There are a few downsides to the style, though. Something the size of a pack of gum but costing more than thirty times as much shouldn't be as loseable as it is. While the included lanyard does make it a bit harder to lose, the shuffle can still be easily misplaced.

Owning an iPod mini myself, I cannot say I've never misplaced it. And how many of us have lost packs of gum? Of course this gum analogy is highly fallible, but it goes to show how easily it is to lose this US$100-150 object.

Comparing Apples to Apples

People can't keep comparing the shuffle to the regular iPod. It's just not the same. At risk of sounding lame, you cannot compare Apples to Apples here. The iPod shuffle is aimed at a "sport" type of market; it's meant to be used in different applications than a regular iPod. It's more conducive to use while running or biking. It uses solid-state memory, and it's very compact.

Creative Muvo MicroSo let's compare the shuffle to a more comparable competitor, the Creative Muvo Micro. Priced closely to the iPod shuffle it adds quite a bit more. It has an FM radio, built-in microphone, and most importantly, an LCD screen. Battery life is also a tad better, but nothing to brag about (12 hours for the shuffle, 15 for the Muvo).

Stylewise, the shuffle comes ahead. Even though the Muvo Micro comes in several cool colors, the simplicity of the shuffle just plain out beats Creative's offering. While the Muvo Micro is small, the shuffle is smaller, weighing .02 ounces less than the Micro - before it even has a battery installed.

The shuffle does have some neat features, such as its ability to be used as a flash drive (or even a makeshift RAID array). Of course, this is not enough to justify the sacrifice you must make to get the shuffle.

The bottom line is that you're sacrificing quite a lot for Apple's style, quality, and name. Both of these devices are aesthetically pleasing, and while no one can really measure aesthetics and features based on equal pricing, it's not worth it for the shuffle when compared like so.

Let's Talk About the Screen

We've seen Apple do this before with the iMac when they sold it sans floppy drive. People went crazy for a while, but overall it was a huge success. Most computers today, Mac or PC are sold without a floppy drive.

But his comparison isn't too accurate. While at first there was no real way to use removable, recordable media with the iMac, Iomega, Imation, and others quickly came out with Zip, SuperDisk, and floppy drives to get around this problem. Later iMacs had removable, recordable media in the form of CD-RW.
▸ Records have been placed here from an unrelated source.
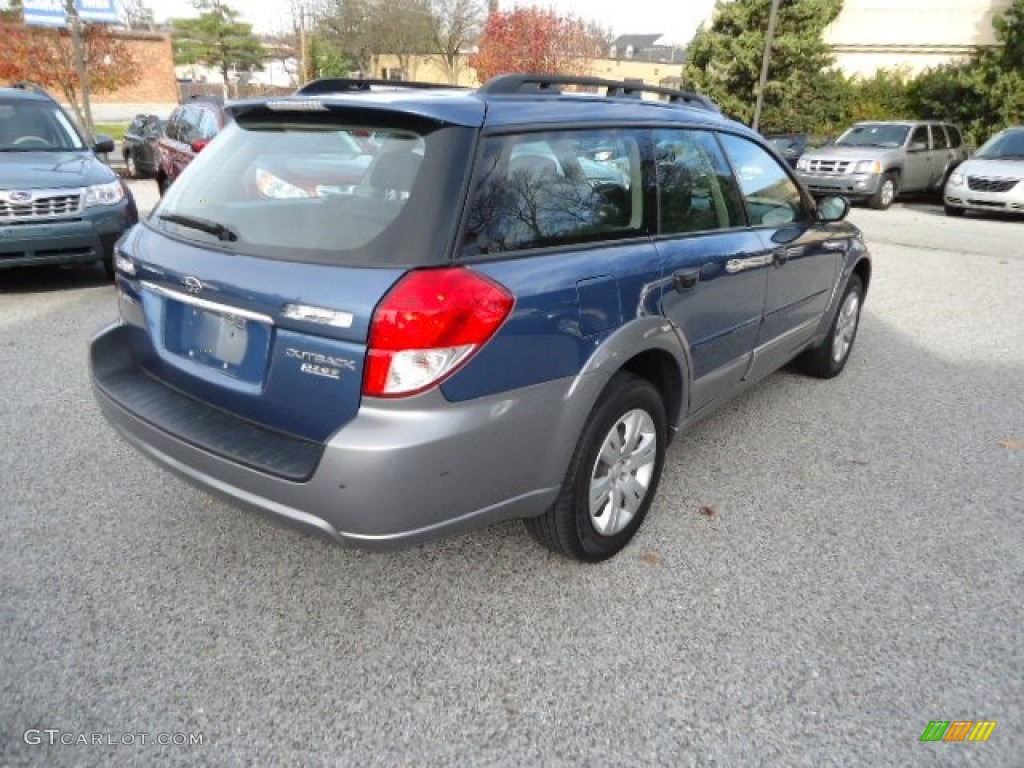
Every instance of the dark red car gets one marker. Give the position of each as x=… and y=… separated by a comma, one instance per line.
x=190, y=128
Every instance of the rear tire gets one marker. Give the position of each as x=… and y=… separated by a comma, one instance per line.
x=612, y=476
x=828, y=358
x=886, y=193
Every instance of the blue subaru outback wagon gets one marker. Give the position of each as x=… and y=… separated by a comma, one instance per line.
x=392, y=313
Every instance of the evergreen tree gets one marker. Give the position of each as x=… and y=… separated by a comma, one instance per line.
x=724, y=62
x=217, y=38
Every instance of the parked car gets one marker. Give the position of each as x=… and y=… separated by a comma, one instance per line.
x=190, y=127
x=791, y=145
x=992, y=179
x=59, y=204
x=479, y=328
x=877, y=161
x=139, y=148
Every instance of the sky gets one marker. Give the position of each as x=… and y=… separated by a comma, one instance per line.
x=676, y=20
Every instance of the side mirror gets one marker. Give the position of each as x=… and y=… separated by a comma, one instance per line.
x=833, y=208
x=102, y=143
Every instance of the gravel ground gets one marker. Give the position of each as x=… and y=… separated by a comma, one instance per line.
x=860, y=576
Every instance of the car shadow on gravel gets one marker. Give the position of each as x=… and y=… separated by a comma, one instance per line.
x=46, y=279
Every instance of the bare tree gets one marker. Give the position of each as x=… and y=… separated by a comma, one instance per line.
x=366, y=29
x=457, y=26
x=403, y=29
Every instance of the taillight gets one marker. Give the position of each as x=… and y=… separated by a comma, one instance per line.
x=428, y=325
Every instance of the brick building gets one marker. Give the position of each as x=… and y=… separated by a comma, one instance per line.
x=156, y=90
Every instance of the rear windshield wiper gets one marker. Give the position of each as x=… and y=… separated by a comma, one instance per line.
x=220, y=231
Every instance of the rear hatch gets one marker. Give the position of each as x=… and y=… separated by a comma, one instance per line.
x=252, y=286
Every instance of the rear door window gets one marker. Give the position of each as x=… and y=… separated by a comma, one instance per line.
x=920, y=135
x=208, y=125
x=696, y=189
x=955, y=140
x=541, y=189
x=771, y=196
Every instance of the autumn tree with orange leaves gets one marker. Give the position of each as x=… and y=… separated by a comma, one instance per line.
x=534, y=40
x=46, y=56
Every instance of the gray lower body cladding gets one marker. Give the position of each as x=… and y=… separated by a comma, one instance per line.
x=400, y=471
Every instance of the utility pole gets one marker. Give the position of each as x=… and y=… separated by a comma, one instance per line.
x=78, y=46
x=772, y=20
x=303, y=65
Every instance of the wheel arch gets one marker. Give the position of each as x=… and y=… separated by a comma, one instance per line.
x=660, y=369
x=863, y=270
x=651, y=348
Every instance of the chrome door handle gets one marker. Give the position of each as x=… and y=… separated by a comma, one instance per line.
x=749, y=262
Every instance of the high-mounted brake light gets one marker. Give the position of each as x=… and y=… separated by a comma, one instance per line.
x=429, y=325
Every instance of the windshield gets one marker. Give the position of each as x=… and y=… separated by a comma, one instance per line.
x=312, y=190
x=1007, y=145
x=875, y=134
x=27, y=125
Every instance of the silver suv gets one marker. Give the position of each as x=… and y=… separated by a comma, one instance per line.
x=877, y=161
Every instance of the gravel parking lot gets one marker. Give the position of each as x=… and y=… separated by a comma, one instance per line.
x=860, y=574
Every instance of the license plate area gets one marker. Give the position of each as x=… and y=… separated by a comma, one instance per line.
x=232, y=345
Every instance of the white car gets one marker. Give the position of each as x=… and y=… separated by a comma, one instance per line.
x=992, y=179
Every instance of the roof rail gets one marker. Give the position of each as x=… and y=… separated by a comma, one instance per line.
x=28, y=85
x=553, y=85
x=355, y=85
x=207, y=98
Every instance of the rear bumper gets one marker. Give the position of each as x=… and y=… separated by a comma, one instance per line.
x=86, y=239
x=398, y=473
x=1008, y=202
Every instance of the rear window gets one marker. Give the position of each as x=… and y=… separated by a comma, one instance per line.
x=320, y=190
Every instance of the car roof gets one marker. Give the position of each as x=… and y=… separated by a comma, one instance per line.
x=506, y=101
x=22, y=94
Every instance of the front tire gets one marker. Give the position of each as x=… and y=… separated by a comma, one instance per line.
x=613, y=474
x=828, y=358
x=886, y=193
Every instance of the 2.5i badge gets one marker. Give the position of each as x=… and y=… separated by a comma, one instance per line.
x=321, y=365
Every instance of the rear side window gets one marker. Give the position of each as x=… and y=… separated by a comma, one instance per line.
x=309, y=189
x=696, y=189
x=208, y=125
x=171, y=130
x=771, y=196
x=539, y=189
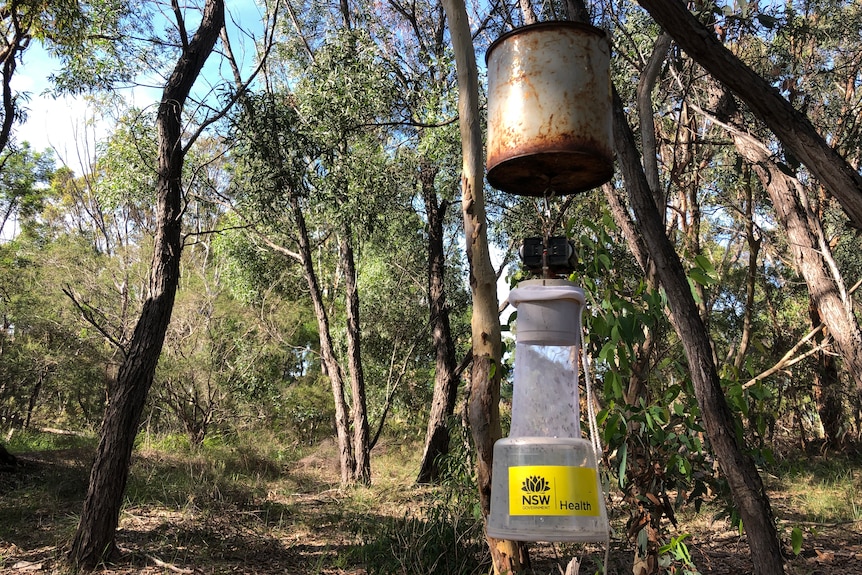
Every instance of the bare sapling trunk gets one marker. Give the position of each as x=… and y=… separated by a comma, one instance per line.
x=94, y=540
x=747, y=490
x=346, y=456
x=484, y=404
x=361, y=445
x=445, y=375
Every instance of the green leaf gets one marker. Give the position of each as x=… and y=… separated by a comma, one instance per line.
x=622, y=455
x=796, y=540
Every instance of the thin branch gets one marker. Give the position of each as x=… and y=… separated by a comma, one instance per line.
x=89, y=314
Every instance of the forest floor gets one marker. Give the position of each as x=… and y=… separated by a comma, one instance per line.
x=241, y=513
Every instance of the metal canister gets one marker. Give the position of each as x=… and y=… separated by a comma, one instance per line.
x=549, y=110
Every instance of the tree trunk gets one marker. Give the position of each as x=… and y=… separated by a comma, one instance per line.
x=754, y=244
x=805, y=238
x=94, y=540
x=445, y=379
x=484, y=404
x=361, y=447
x=327, y=352
x=745, y=484
x=827, y=386
x=792, y=127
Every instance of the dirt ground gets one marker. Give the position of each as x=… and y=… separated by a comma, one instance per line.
x=303, y=532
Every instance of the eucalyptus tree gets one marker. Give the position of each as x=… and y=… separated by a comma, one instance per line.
x=94, y=540
x=91, y=39
x=484, y=404
x=315, y=180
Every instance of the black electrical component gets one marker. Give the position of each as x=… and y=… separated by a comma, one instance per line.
x=556, y=256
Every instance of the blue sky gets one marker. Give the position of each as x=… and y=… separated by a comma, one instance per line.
x=66, y=124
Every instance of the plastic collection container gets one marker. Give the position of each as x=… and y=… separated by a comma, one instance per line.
x=545, y=483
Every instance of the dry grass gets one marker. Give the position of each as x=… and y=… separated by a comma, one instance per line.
x=226, y=509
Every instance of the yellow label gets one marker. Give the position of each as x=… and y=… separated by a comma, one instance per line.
x=553, y=490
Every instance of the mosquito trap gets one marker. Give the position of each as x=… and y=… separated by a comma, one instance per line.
x=549, y=134
x=545, y=481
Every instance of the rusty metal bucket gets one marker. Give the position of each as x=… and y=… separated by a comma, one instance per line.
x=549, y=110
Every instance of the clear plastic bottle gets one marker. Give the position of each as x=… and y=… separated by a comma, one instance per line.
x=545, y=484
Are we going to see after-market screens for the iPod shuffle? I doubt it.

Is it Worth It?

In the end, I doubt that all future iPods will go the way of the shuffle. It's selling like hot cakes now, and it will for a while because anything Apple makes like this will always have its niche. As far as people who want an iPod, they might as well save up the extra hundred dollars and buy the iPod mini.

For someone who really needs a small MP3 player, something along the lines of the Muvo is the better buy.